The following table shows the nutrition percentage of Sorghum:
|% Daily intake per serve||Average quantity per serving|
Glycemic Index (GI) is used to measure how quickly a food converts into glucose.
Glycemic Load (GL) is used to measure how much a food converts into glucose.
The Glycemic Index values for the sorghum is 62. The Glycemic load takes into the account when the amount of the food you have eaten and how it affects your blood sugar and insulin response. The Glycemic Load value of sorghum is 1.
- It helps in inhibiting tumour growth
- Helps to reduce blood cholesterol
- Weight Management
- It helps to improve mood
- Regulate Blood Circulation
- Prevents us from Melanoma
- It's a Celiac Friendly
- Helps to Boost Energy Levels
- Healthy Heart
It helps in inhibiting tumour growth
The 3-DXA compounds which are usually present within the darker-colored sorghum is shown to possess a strong anti-proliferation activity against human carcinoma cells. The antioxidants within the bran layer of sorghum grains scavenge harmful free radicals and scale back the possibility of developing numerous varieties of cancer. According to recent studies, that intake of sorghum is related to a reduced risk of getting oesophageal cancer globally.
Helps to reduce blood cholesterol
Sorghum has the potential for managing the blood cholesterin. The dietary fiber of sorghum helps to scale back the 'bad' LDL as a result of its ability to reduce the quantity of bile reabsorbed within the bowel. Recent studies have shown that the lipids of sorghum even have the power of lower cholesterol levels. The lower level of cholesterin reduces the danger of stroke, chronic inflammation.
Sorghum is a rich source of dietary fiber and this helps to curb food intake by a way of abdomen fullness resulting in augmented fullness feeling thereby resulting in a decrease of taking more food. Make a habit of taking sorghum as a part of the daily diet which helps to control the body weight.
It helps to improve mood
Sorghum contains the vitamin B6 which plays a significant role in the production of a neurochemical GABA acid. The neurotransmitter is liable for controlling the nerve impulses within the body. Increase neurotransmitter production improves a person’s mood, ability to focus, and helps to manage stress and depression.

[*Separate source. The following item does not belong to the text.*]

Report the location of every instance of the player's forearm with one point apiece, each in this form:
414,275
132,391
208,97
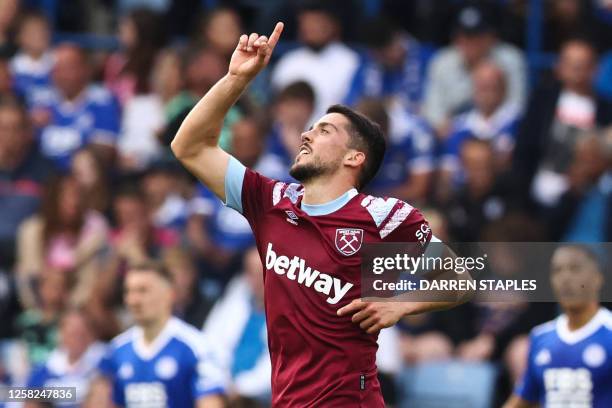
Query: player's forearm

Regulate Blood Circulation
Sorghum is a rich source of copper and iron which plays a significant role in blood circulation. Iron plays the important role in the development of red blood cells. Copper helps to extend the uptake of iron within the body.
Prevents us from Melanoma
Sorghum consists of many cancer-fighting antioxidants which will help to treat cancers. It is quite effective in treating melanoma (special sort of skin cancer), that is characterized by pigment-containing cell growth on the body. The tanning in sorghum might have restrictive effects on the skin cancer cells.
It's a Celiac Friendly
Sorghum could be a grain nearly similar to wheat and provides a gluten-free choice to enjoy bread, cereal, and similar foods. In the past decade, there has been a large amendment in what our bodies tolerate and protein allergic reaction or celiac disease among them.

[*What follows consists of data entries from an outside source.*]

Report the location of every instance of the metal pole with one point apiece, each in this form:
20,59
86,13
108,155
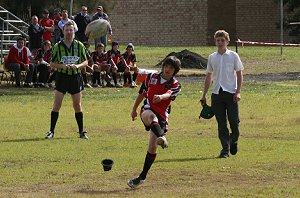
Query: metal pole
281,26
71,9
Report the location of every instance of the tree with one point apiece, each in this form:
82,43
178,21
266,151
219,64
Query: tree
292,10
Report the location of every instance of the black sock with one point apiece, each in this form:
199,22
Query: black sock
149,159
129,78
134,76
79,119
156,129
84,78
54,117
125,78
114,75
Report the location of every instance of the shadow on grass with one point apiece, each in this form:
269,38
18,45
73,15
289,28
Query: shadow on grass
32,140
186,159
98,192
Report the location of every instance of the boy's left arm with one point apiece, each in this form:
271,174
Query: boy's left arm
170,94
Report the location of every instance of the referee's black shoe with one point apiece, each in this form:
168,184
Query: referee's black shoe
83,135
50,135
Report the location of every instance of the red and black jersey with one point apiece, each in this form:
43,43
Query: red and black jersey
153,85
100,58
129,58
114,55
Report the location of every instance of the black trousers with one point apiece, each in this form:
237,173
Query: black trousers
225,108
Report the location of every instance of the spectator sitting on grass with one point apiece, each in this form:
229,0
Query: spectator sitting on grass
18,60
127,64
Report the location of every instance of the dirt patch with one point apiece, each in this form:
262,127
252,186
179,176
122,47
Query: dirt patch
248,77
188,59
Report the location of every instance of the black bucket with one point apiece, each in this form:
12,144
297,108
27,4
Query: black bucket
107,164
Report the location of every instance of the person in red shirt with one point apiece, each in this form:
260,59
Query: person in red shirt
48,25
158,89
43,58
18,60
56,32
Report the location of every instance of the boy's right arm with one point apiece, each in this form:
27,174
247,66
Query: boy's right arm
137,102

Helps to Boost Energy Levels
Sorghum is an excellent source of niacin. Which is also known as vitamin B3, which plays an important role in transforming food into the usable energy and fuel for the body by breaking down and metabolizing nutrients into energy.
The dietary fiber which presents in sorghum helps to reduce the LDL cholesterol from the body and reduces the chances of heart failure and different blood vessel conditions.
There are wide varieties of sorghum available some of them as follows:
- Grain Sorghum
- Forage Sorghum
- Biomass Sorghum
- Sweet Sorghum
- White Sorghum
- Waxy Burgundy Sorghum
- Black Sorghum
- Waxy White Sorghum
- Burgundy Sorghum
- Sumac Sorghum
How to Preserve
Sorghum whether it is a whole grain or flour, always prefer to store in an airtight container in a cool place. Whole sorghum can be stored up to a year within the deep freezer or six months in a storeroom. The best option to store in a freezer and it will last up to six months. If the grains or flour have a rancid smell after you open the bag, toss and purchase the new one.